Pcap parsing in python

Saved searches

Use saved searches to filter your results more quickly

You signed in with another tab or window. Reload to refresh your session. You signed out in another tab or window. Reload to refresh your session. You switched accounts on another tab or window. Reload to refresh your session.

Pure-Python library to parse the pcap-ng format used by newer versions of dumpcap & similar tools.

License

rshk/python-pcapng

This commit does not belong to any branch on this repository, and may belong to a fork outside of the repository.

Name already in use

A tag already exists with the provided branch name. Many Git commands accept both tag and branch names, so creating this branch may cause unexpected behavior. Are you sure you want to create this branch?

Sign In Required

Please sign in to use Codespaces.

Launching GitHub Desktop

If nothing happens, download GitHub Desktop and try again.

Launching GitHub Desktop

If nothing happens, download GitHub Desktop and try again.
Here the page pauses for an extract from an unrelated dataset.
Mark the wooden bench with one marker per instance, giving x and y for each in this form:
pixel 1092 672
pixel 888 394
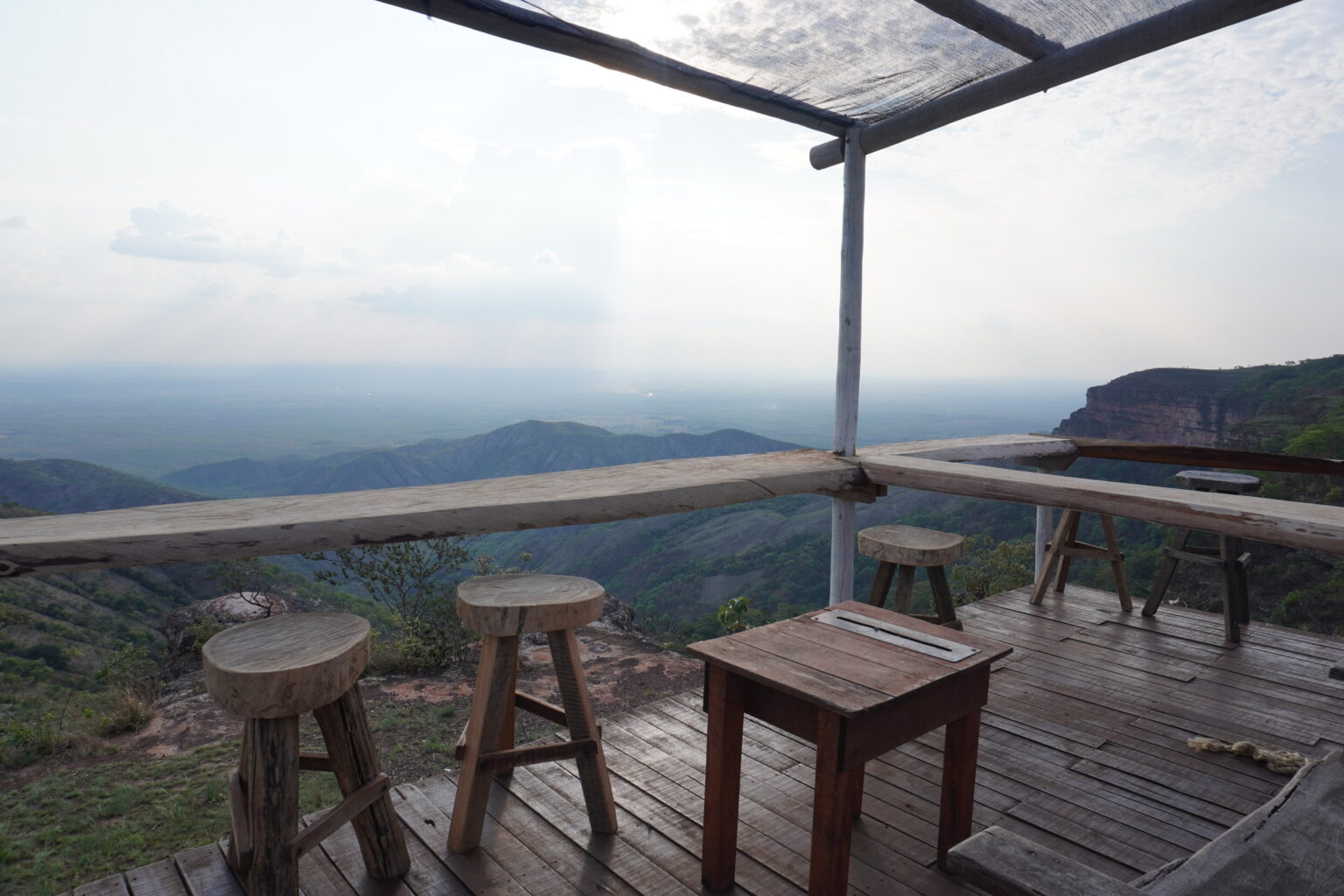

Читайте также:  Java mac os настройка

Launching Xcode

If nothing happens, download Xcode and try again.

Launching Visual Studio Code

Your codespace will open once ready.

There was a problem preparing your codespace, please try again.

Latest commit

Git stats

Files

Failed to load latest commit information.

README.rst

Python library to parse the pcap-ng format used by newer versions of dumpcap & similar tools (wireshark, winpcap, . ).

If you prefer the RTD theme, or want documentation for any version other than the latest, head here:

If you prefer the more comfortable, page-wide, default sphinx theme, a documentation mirror is hosted on GitHub pages:

git clone https://github.com/rshk/python-pcapng

Download zip of the latest version:

The official page on the Python Package Index is: https://pypi.python.org/pypi/python-pcapng

  • I need to decently extract some information from a bunch of pcap-ng files, but apparently tcpdump has some problems reading those files, I couldn’t find other nice tools nor Python bindings to a library able to parse this format, so..
  • In general, it appears there are (quite a bunch of!) Python modules to parse the old (much simpler) format, but nothing for the new one.
  • And, they usually completely lack any form of documentation.

Yes, I guess it would be much slower than something written in C, but I’m much better at Python than C.

..and I need to get things done, and CPU time is not that expensive 🙂

(Maybe I’ll give a try porting the thing to Cython to speed it up, but anyways, pure-Python libraries are always useful, eg. for PyPy).

Basic usage is as simple as:

from pcapng import FileScanner with open('/tmp/mycapture.pcap', 'rb') as fp: scanner = FileScanner(fp) for block in scanner: pass # do something with the block. 

Have a look at the blocks documentation to see what they do; also, the examples directory contains some example scripts using the library.

Format specification is here:

Contributions are welcome, please contact me if you’re planning to do some big change, so that we can sort out the best way to integrate it.

Or even better, open an issue so the whole world can participate in the discussion 🙂

Write support exists as of version 2.0.0. See the file examples/generate_pcapng.py for an example of the minimum code needed to generate a pcapng file.

In most cases, this library will prevent you from creating broken data. If you want to create marginal pcapng files, e.g. as test cases for other software, you can do that by adjusting the «strictness» of the library, as in:

from pcapng.strictness import Strictness, set_strictness set_strictness(Strictness.FIX)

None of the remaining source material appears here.